The original insight gets pushed and pushed--adding new concepts, new divisions, new implications--and suddenly, you start getting into this mania of building a system. You want a complete conceptual order, a total world-picture that explains everything in the universe--and you think that if you keep moving forward with your original thought, you can get there.
This process is delusional and can get hair-pullingly frustrating. Suddenly, your original thought isn't good enough--it needs to incorporate more information and starts gobbling up every other conceptual category in your mind in an attempt to overpower everything. These thoughts must be nipped in the bud, or else you are in for a rocky ride.

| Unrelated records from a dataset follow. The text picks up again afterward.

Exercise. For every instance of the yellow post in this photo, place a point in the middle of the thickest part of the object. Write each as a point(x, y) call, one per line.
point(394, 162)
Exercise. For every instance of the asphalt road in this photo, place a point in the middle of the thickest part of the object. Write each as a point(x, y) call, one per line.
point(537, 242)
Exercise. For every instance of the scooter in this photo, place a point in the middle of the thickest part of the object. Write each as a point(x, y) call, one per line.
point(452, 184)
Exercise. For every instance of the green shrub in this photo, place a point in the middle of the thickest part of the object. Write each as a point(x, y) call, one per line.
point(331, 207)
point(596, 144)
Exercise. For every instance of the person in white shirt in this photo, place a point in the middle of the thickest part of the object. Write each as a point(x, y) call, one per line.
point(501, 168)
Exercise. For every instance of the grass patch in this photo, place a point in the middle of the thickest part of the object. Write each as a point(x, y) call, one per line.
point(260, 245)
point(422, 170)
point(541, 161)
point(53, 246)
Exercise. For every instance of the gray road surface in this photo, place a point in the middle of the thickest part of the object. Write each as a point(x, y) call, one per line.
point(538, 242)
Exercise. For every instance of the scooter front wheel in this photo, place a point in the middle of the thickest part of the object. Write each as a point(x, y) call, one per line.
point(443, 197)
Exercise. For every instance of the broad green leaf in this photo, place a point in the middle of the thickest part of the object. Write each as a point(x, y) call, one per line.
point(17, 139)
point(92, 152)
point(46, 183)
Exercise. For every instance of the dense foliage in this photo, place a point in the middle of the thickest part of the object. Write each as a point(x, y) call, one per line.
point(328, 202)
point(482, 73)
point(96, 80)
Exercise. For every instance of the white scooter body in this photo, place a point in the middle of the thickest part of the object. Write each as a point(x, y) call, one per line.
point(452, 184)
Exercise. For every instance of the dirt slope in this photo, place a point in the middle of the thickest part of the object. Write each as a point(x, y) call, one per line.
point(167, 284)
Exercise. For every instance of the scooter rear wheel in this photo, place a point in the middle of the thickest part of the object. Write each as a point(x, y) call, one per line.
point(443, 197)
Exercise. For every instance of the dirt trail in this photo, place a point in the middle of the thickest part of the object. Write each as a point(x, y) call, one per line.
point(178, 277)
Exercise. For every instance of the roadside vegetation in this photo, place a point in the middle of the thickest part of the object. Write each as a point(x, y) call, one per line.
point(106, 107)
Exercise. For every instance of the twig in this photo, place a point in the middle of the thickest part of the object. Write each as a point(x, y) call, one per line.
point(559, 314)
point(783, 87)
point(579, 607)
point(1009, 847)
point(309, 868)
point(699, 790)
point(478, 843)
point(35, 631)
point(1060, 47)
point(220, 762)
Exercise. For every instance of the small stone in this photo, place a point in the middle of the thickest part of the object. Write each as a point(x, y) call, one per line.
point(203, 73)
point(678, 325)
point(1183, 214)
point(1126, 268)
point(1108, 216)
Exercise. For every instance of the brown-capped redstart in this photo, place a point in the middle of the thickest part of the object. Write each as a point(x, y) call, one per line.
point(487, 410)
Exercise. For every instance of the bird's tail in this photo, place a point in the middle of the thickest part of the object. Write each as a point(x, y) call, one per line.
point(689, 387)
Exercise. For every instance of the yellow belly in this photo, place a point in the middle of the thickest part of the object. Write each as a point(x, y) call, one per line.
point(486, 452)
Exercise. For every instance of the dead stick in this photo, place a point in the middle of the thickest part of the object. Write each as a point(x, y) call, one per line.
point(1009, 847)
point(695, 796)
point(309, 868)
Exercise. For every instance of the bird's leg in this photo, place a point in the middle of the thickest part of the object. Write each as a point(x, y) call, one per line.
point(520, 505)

Philosophizing is best done in brief flashes, a compilation of these little lightning bolts. They cannot overextend themselves. In all honesty, there is no complete system of reality--there is always some remainder, some little leak in the boxes that doesn't quite fit. You cannot try to plug up all these leaks!

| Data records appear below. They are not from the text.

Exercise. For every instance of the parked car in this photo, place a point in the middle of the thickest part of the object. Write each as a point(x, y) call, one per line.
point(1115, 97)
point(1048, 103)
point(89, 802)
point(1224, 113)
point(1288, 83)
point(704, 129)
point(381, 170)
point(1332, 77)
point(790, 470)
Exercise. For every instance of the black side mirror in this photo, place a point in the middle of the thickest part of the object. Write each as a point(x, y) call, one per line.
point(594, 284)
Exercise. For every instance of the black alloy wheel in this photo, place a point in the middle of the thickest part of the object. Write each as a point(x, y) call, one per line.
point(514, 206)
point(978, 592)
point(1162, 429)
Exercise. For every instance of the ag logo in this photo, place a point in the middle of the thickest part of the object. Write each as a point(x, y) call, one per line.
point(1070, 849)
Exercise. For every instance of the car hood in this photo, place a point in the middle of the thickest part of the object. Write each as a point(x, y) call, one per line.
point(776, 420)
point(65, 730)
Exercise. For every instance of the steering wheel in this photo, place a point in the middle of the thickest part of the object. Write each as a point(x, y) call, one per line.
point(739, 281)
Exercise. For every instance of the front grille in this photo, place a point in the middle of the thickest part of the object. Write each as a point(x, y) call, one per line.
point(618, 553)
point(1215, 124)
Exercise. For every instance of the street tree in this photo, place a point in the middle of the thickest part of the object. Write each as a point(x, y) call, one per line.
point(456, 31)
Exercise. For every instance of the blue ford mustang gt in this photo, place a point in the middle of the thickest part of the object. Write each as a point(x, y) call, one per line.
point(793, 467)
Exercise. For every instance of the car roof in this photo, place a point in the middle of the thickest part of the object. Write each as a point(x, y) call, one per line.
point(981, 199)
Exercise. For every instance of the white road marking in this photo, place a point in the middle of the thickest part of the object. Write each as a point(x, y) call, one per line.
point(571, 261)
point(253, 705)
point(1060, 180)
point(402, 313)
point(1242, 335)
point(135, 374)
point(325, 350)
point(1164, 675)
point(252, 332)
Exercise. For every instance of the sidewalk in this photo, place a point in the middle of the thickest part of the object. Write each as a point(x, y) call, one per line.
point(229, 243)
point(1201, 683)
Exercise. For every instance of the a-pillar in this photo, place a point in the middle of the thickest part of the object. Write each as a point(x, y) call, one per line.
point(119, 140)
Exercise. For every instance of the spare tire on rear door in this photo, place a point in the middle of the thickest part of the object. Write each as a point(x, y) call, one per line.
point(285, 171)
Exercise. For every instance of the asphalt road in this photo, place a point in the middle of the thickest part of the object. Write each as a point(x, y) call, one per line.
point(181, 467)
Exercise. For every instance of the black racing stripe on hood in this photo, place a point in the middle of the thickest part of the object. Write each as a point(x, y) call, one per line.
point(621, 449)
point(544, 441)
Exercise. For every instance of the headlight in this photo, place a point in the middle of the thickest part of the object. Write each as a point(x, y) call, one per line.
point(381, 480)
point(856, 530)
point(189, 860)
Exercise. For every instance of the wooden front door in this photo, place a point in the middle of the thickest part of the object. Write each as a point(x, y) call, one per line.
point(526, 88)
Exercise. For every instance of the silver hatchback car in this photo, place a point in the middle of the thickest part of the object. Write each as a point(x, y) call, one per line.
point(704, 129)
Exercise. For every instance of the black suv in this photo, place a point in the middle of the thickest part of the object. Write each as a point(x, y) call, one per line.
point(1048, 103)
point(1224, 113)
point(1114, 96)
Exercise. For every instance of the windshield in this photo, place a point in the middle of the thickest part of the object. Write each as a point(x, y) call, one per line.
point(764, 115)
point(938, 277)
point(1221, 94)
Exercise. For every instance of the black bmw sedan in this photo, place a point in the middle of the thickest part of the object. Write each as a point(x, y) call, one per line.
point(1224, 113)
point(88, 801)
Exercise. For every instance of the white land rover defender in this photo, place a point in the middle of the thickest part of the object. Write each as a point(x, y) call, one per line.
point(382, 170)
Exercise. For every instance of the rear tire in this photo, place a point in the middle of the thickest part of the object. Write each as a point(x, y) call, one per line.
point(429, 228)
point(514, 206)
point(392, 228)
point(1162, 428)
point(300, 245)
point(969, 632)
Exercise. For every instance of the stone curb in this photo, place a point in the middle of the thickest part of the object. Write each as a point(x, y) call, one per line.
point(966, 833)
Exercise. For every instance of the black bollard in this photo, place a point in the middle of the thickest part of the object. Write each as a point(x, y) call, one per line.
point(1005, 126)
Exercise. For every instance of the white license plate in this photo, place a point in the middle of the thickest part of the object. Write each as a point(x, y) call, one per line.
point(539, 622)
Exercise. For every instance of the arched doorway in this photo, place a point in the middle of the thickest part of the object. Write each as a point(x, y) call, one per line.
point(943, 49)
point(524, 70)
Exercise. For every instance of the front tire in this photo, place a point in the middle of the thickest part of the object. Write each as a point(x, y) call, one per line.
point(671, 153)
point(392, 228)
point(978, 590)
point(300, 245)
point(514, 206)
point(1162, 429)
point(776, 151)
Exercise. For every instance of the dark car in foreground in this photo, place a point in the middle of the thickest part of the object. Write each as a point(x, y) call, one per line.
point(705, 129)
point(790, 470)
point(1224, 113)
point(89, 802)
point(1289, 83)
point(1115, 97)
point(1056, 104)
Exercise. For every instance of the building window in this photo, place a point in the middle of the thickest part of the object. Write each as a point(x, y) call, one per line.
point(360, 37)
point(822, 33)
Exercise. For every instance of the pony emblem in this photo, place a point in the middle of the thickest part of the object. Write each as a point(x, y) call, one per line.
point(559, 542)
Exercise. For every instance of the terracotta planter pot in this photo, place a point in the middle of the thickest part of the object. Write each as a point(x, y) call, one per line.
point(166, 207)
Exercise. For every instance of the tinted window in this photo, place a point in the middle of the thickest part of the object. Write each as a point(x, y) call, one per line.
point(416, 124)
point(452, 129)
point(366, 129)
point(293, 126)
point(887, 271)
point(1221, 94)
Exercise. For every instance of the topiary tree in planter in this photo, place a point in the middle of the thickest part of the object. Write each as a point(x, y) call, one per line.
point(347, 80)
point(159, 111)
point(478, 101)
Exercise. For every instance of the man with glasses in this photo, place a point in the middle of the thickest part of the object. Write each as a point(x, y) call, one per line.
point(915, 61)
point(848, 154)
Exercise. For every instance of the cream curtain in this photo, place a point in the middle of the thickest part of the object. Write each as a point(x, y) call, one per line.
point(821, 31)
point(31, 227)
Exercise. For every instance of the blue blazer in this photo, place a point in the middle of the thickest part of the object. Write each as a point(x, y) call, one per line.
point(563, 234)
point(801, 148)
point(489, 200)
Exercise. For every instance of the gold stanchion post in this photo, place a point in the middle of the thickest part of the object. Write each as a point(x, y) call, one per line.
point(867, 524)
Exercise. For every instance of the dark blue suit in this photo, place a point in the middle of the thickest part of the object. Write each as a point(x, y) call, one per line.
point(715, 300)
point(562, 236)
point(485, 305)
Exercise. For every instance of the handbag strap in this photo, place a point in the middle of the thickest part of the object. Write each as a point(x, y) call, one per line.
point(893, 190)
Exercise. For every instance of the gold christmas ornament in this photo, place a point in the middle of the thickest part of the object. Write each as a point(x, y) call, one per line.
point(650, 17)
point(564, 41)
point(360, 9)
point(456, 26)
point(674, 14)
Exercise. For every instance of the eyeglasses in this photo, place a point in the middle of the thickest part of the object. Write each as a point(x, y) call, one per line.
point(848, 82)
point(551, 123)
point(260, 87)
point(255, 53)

Life is best understood as a fluid, ongoing process. The moment you try to grab it and take a complete snapshot of it, it wiggles away. The trouble is that being a philosopher means you love to take these snapshots and want everything in its proper order. I have seen this thought-habit in myself get turned into a habit in actual life. If I get too hard-core about organizing a bookshelf, I can start having crazy spells of anxiety over which section to place a book in. All my clothes can be put in their own special section of the closet--but if there is some sock that thwarts my plans, I lose my cool.